Une fois, juste avant la pluie, le temps était lourd, l’air épais. Un geai bleu s’est posé au-dessus de ma tête et s’est mis à jouer au délateur. Il criait sans arrêt en voletant d’une branche à l’autre comme s’il voulait m’insulter. En dépit de mes efforts pour rester immobile et le convaincre de mes bonnes intentions, il ne faisait que redoubler d’ardeur et bientôt trois autres collègues sont venus se joindre à lui dans une chorale stridente. 

Mon alter ego s’est levé de la bûche sur laquelle il était assis, alerté par les cris des oiseaux traîtres. Curieux, il s’est dirigé dans ma direction. Ça sentait la fin. Je ne voulais pas que la moitié de mon univers entre en collision avec ma réalité de cette façon ! Je n’étais pas prête, pas encore. De plus, de quoi pouvais-je bien avoir l’air, ébouriffée par l’air humide, tachée par la terre ? À force de se cacher dans la nature sauvage, on finit par lui ressembler. J’étais figée. Plus je sentais l’angoisse monter, plus j’en arrivais presque à me convaincre que je pourrais, avec un peu de chance, me changer en pierre. 

Après quelques instants d’éternité, le fracas du tonnerre a retenti, suivi d’une averse quasi surnaturelle. Mon âme jumelle a ramassé à la hâte ses outils, son sac, et a couvert le tas de bois d’une grande toile bleue. Il a tourné une dernière fois la tête dans ma direction et, n’eût été le rideau de pluie qui nous séparait, il aurait vu que j’étais là, espérant farouchement que le Créateur ait écrit, quelque part dans son grand livre, une page d’histoire qui nous appartiendrait. Il est reparti vers son chalet au pas de course. 

Je suis une créature passionnée, vraie et indomptable. C’est dans ma nature de me soumettre au destin, comme de me soumettre à l’amour. Dans la densité de notre incarnation sur cette Terre, il faut reconnaître que ces forces sont si puissantes et mystérieuses qu’elles échappent à notre compréhension. Devant elles, je m’incline humblement. 

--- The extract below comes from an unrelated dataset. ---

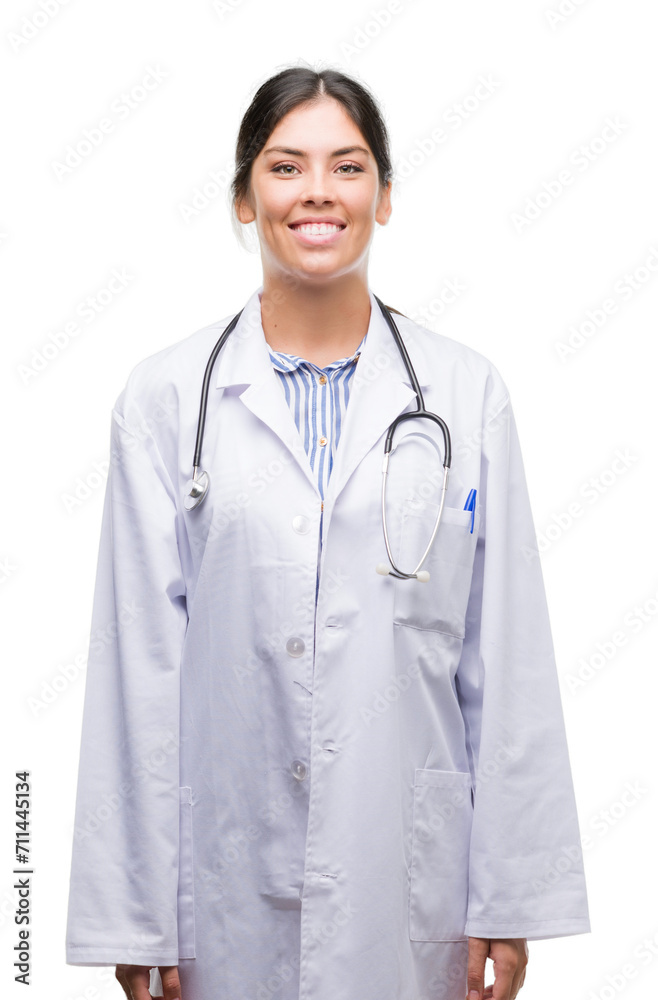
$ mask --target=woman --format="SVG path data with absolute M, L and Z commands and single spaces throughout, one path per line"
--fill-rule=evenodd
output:
M 385 125 L 355 80 L 293 67 L 236 153 L 263 283 L 194 481 L 230 316 L 112 413 L 67 962 L 116 964 L 131 1000 L 482 1000 L 490 957 L 511 1000 L 527 940 L 590 927 L 508 393 L 394 317 L 452 463 L 443 496 L 440 422 L 399 423 L 381 572 L 386 432 L 418 406 L 368 284 Z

C’est pourquoi, par un soir sans lune portant les signes d’une rencontre avec le destin, je me suis laissé porter par mon instinct, qui brûlait les fils invisibles de ma retenue. Mon homme était parti depuis plus de sept nuits, un avant-goût d’éternité. Je me sentais de plus en plus vulnérable en son absence, comme un poisson sans écailles. Je me suis mise à avancer, guidée uniquement par l’appel de son esprit inconscient qui devait, absolument, rencontrer le mien, ce soir. Les astres étaient alignés, les ancêtres informés. C’était écrit. 

J’avançais les yeux mi-clos, soûlée par cette euphorie que seuls connaissent ceux qui sont vraiment conscients de leur fin. Je n’ai jamais douté un seul instant qu’au premier regard, dès qu’il poserait les yeux sur moi, il comprendrait. Le monde allait s’incliner, enfin, pour laisser passer la vérité. 

Je n’ai même pas senti que, sous mes pas, la tendresse du sol forestier avait fait place à la dureté de l’asphalte de la route du parc des Laurentides. J’ai vu les lumières de sa voiture et je n’ai pas eu peur. Le temps d’une nanoseconde, le crissement des pneus sur la route et le bruit sourd de l’impact m’ont fait douter du miracle tant attendu. 

Malgré l’état de choc, j’ai invoqué tous les esprits possibles pour soutenir l’énergie de ma dernière course, alors que je filais me réfugier derrière les arbres pour mourir en paix. Pendant que la vie s’écoulait hors de moi, je restais sereine, me pliant à la réalité. 

J’ai espéré, pendant un moment, qu’il suive mes pas pour m’offrir un adieu, mais il ne s’est pas arrêté. Je ne lui en veux pas, car des animaux frappés sur les routes de notre territoire, il y en a chaque jour. Et moi, je ne suis qu’une louve, une enfant de la forêt qui a voulu transcender sa nature sauvage pour trouver la complétude dans le regard d’un homme. 

Il paraît que tous les êtres vivants sur la Terre sont faits de la même matière cosmique. Nous avons tous la même Mère-Matière. Pour cette raison, lorsque deux particules se croisent, ne serait-ce qu’une seule fois dans l’univers, elles porteront à jamais la trace l’une de l’autre. Jumelles particulaires. 

Je m’éteins en silence sur un lit de mousse, mais je suis en paix car, l’espace d’un instant, son regard a croisé le mien, nos atomes ont fusionné. Depuis ce jour, dans son regard, encore plus vif qu’avant, je vis encore, loup-esprit. À jamais unie à lui.